The act of introducing noise and synthetic data is not at all a new practice and is known as data obfuscation. Data obfuscation is the “process of replacing sensitive information with data that looks like real production information, making it useless to malicious actors” (Imperva). The need for obfuscation comes from the fact that personal data can be tied to individual identities by malevolent third parties. Data obfuscation aims to erase the dangers posed by the mass collection of personal data in a survey like the U.S. census. In fact compliance with data obfuscation is often regulated under compliance standards such as the EU’s General Data Protection Regulation (GDPR). Data obfuscation is especially important when dealing with population census data.
In The Dark Side of Numbers, William Seltzer and Margo Anderson delve into some of the historical atrocities that have been enabled by population census data. In focusing on the dangers of this kind of data, the duo establishes a three-way classification system for data that can be used to target vulnerable individuals or groups (Seltzer and Anderson). The three groups are identified as Macro, Meso, and Micro data.
The table above defines the three categories where macro data concerns census data we are more familiar with that reflect large geographic areas, micro data are individual level data that can be seen as the lowest level of data, and lastly meso data as statistical results for small geographic areas.
For the purpose of the 2020 U.S. Census, the Census Bureau seeks to synthesize micro data to protect individuals. Critics of the decision claim that the addition of such inaccuracies will undermine the credibility of the census. University of Minnesota demographer Steven Ruggles goes as far to say that the addition of synthetic data “will not be suitable for research” (AP News).
Despite the claims made by Ruggles, Seltzer and Anderson’s work highlights the need for data obfuscation and safeguards in census data. The duo outlines a list of safeguards that should be used in tandem in order to protect against the misuse of previous data in the past.

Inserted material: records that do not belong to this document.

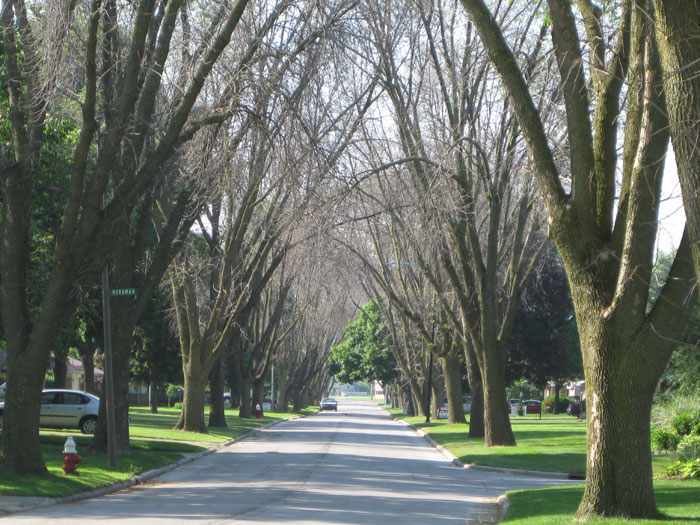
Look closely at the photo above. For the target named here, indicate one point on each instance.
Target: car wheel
(88, 425)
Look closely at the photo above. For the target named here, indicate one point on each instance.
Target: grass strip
(679, 500)
(154, 444)
(555, 443)
(94, 471)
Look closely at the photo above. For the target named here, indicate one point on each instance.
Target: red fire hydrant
(70, 457)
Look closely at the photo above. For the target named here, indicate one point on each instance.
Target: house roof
(76, 366)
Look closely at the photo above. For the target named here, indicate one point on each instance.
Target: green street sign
(120, 292)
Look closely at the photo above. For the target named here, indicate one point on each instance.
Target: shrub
(563, 403)
(669, 406)
(689, 447)
(685, 470)
(663, 439)
(684, 423)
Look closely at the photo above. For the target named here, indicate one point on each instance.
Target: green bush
(684, 423)
(663, 439)
(689, 447)
(563, 403)
(685, 470)
(667, 407)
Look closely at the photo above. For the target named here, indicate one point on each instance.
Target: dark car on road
(66, 409)
(329, 403)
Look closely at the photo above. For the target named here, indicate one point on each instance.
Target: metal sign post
(109, 386)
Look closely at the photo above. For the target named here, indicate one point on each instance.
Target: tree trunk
(60, 369)
(122, 337)
(192, 415)
(26, 388)
(453, 386)
(153, 401)
(282, 401)
(476, 388)
(618, 420)
(87, 356)
(497, 429)
(258, 392)
(217, 417)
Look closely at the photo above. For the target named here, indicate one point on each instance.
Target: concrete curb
(15, 504)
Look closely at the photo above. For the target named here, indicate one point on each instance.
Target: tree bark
(192, 415)
(217, 417)
(60, 369)
(476, 388)
(122, 337)
(153, 400)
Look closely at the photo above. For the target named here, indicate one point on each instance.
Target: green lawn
(154, 444)
(94, 471)
(555, 443)
(679, 500)
(160, 426)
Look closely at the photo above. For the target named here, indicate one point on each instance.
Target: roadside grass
(555, 443)
(94, 471)
(161, 425)
(154, 444)
(678, 500)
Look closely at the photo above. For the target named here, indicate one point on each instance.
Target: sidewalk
(12, 504)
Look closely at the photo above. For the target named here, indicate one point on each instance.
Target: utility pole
(109, 386)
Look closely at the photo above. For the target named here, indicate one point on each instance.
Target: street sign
(119, 292)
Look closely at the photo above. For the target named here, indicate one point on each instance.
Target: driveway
(354, 466)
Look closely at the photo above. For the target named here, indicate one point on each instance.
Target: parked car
(532, 406)
(329, 403)
(466, 403)
(66, 409)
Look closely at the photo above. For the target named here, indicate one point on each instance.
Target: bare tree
(121, 87)
(606, 241)
(676, 33)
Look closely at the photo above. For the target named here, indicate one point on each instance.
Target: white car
(66, 409)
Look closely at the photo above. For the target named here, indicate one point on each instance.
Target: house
(75, 374)
(575, 390)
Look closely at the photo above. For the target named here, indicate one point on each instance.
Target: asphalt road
(354, 466)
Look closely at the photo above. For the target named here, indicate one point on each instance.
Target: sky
(671, 214)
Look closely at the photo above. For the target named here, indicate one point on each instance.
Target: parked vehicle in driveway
(532, 406)
(66, 409)
(329, 403)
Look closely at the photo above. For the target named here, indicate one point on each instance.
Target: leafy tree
(545, 343)
(117, 158)
(364, 354)
(155, 356)
(602, 209)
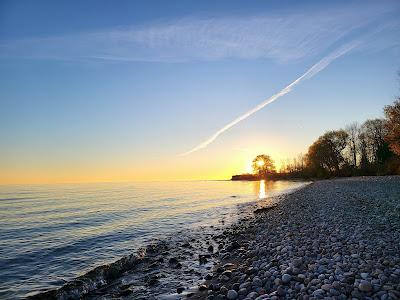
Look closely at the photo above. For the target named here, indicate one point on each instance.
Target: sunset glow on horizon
(111, 99)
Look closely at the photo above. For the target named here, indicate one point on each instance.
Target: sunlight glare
(262, 194)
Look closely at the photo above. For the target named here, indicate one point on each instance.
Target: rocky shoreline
(334, 239)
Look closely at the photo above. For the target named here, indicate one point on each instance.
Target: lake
(50, 234)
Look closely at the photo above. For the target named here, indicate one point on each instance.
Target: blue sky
(99, 91)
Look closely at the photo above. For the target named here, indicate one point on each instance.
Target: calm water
(50, 234)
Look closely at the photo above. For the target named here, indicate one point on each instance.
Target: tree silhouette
(392, 125)
(263, 165)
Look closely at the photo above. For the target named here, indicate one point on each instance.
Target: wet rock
(365, 286)
(286, 278)
(232, 295)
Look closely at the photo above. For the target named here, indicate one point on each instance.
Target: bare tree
(392, 125)
(353, 133)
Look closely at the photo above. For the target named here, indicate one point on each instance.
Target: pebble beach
(332, 239)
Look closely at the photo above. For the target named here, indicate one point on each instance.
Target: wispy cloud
(319, 66)
(284, 37)
(315, 69)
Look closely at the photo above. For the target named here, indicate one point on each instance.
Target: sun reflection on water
(262, 194)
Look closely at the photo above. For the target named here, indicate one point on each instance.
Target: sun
(260, 163)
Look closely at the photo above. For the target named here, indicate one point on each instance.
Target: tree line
(372, 148)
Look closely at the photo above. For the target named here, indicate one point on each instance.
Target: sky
(95, 91)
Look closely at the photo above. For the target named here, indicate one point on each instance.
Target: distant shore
(333, 238)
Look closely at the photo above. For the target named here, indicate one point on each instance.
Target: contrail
(315, 69)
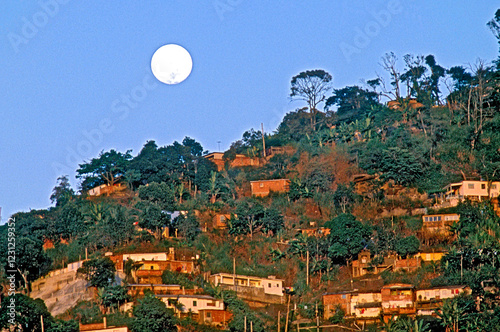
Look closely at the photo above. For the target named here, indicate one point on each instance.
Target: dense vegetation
(410, 148)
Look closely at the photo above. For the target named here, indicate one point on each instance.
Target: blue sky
(76, 78)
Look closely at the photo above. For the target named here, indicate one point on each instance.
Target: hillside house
(214, 317)
(102, 327)
(430, 256)
(220, 221)
(398, 299)
(363, 265)
(240, 160)
(316, 232)
(136, 290)
(473, 190)
(366, 306)
(184, 304)
(438, 223)
(332, 300)
(265, 290)
(274, 150)
(263, 188)
(107, 190)
(430, 299)
(151, 271)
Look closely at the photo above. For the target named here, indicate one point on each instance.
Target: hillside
(300, 204)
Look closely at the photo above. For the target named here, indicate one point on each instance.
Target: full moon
(171, 64)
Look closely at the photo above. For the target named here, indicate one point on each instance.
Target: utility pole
(234, 273)
(307, 269)
(263, 139)
(317, 318)
(287, 313)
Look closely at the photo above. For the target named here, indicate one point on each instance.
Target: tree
(343, 197)
(31, 260)
(247, 218)
(352, 98)
(189, 226)
(272, 221)
(347, 237)
(112, 296)
(62, 192)
(160, 194)
(152, 217)
(99, 272)
(407, 246)
(108, 168)
(455, 312)
(494, 25)
(152, 315)
(311, 86)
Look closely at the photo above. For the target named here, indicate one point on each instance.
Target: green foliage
(347, 237)
(343, 197)
(105, 169)
(113, 296)
(31, 259)
(160, 194)
(99, 272)
(86, 312)
(26, 316)
(177, 278)
(338, 315)
(407, 246)
(152, 315)
(62, 192)
(188, 226)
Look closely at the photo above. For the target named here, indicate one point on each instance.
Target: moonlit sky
(66, 86)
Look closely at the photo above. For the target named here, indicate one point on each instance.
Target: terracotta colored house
(363, 265)
(151, 271)
(239, 161)
(398, 299)
(473, 190)
(317, 232)
(430, 299)
(263, 188)
(332, 300)
(105, 189)
(250, 288)
(214, 317)
(102, 327)
(439, 223)
(366, 306)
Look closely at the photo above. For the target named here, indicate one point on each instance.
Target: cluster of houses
(366, 306)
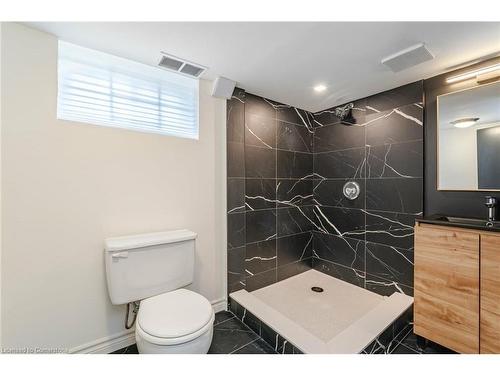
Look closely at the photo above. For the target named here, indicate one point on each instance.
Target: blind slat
(106, 90)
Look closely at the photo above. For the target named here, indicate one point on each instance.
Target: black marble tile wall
(286, 210)
(269, 191)
(369, 241)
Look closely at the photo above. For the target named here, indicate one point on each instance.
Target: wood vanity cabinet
(457, 287)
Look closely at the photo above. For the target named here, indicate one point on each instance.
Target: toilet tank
(145, 265)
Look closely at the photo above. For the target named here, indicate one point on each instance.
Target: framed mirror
(468, 141)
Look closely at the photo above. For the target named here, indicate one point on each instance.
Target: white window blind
(102, 89)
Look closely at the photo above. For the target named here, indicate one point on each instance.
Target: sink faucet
(491, 203)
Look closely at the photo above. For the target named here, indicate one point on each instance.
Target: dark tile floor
(411, 345)
(231, 336)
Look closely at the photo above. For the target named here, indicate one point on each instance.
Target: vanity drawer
(446, 280)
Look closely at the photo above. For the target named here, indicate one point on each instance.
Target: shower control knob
(351, 190)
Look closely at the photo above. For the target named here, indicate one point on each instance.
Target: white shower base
(343, 318)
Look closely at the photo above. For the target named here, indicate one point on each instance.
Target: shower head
(344, 112)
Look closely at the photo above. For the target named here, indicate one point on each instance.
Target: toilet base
(199, 345)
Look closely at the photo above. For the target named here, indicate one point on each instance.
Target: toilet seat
(175, 317)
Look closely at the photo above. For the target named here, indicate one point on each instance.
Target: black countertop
(467, 223)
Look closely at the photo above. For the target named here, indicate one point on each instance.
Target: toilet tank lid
(147, 239)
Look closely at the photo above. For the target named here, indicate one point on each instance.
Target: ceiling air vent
(181, 66)
(407, 58)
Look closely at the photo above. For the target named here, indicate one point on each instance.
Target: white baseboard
(123, 339)
(106, 344)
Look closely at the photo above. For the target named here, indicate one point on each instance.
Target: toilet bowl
(154, 268)
(176, 322)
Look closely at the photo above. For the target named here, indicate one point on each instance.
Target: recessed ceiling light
(464, 122)
(473, 73)
(319, 88)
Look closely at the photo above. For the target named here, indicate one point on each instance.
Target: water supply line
(135, 310)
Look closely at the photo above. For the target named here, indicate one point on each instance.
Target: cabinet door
(490, 294)
(446, 305)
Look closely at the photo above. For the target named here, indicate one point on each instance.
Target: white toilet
(152, 268)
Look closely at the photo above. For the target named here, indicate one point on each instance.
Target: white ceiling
(283, 61)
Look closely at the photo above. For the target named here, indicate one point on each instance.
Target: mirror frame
(437, 137)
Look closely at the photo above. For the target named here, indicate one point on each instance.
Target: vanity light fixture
(473, 73)
(464, 122)
(319, 88)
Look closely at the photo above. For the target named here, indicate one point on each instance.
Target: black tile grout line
(241, 347)
(277, 120)
(279, 149)
(326, 206)
(400, 341)
(367, 209)
(271, 239)
(340, 265)
(251, 330)
(366, 274)
(365, 241)
(233, 316)
(282, 266)
(276, 203)
(416, 140)
(351, 178)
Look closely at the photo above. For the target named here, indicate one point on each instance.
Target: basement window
(102, 89)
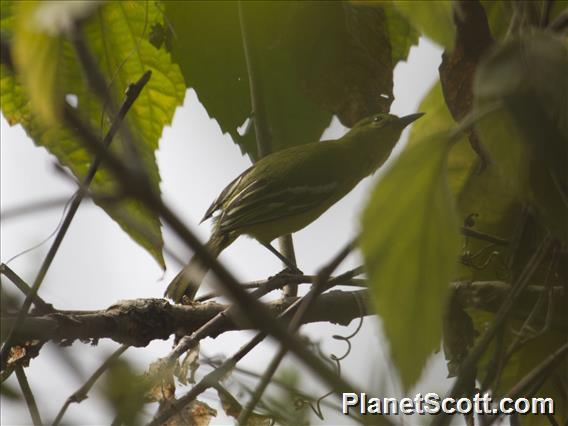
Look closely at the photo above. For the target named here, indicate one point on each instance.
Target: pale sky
(98, 264)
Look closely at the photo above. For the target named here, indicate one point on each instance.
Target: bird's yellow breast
(269, 231)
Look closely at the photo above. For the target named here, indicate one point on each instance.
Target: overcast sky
(98, 264)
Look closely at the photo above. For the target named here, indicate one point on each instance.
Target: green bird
(289, 189)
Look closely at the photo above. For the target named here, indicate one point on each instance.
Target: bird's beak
(407, 119)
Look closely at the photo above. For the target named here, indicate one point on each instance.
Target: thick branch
(138, 322)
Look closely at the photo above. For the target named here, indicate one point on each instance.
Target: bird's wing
(262, 201)
(226, 194)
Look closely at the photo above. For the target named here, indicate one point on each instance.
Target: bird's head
(384, 125)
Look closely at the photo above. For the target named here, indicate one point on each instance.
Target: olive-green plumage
(289, 189)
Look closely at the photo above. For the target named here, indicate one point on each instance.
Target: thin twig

The use of data obfuscation in this context falls under what Seltzer and Anderson define as “Methodological and Technological Safeguards”.
While the researchers themselves are held to ethical standards, their use of micro data results in the publication of meso data. As seen in Seltzer and Anderon’s work, meso data is where the danger of census data lies as the data can be used to target vulnerable population subgroups. It only takes a brief skim of Seltzer and Anderson’s work to see the dire consequences that failing to upkeep these basic safeguards has held.
Data obfuscation is necessary for census data that deals with micro data and without it, the census itself is inherently dangerous. Researchers such as Ruggles who claim that the Bureau is “inventing imaginary threats to confidentiality” (AP News) fail to recognize the historical impact that improper population data collection practices has held. While there may be a small level of inaccuracies in the data, no amount of research is worth risking the well being of American citizens. Safeguards such as the introduction of synthetic data are the bare minimum for data collection practices moving forward.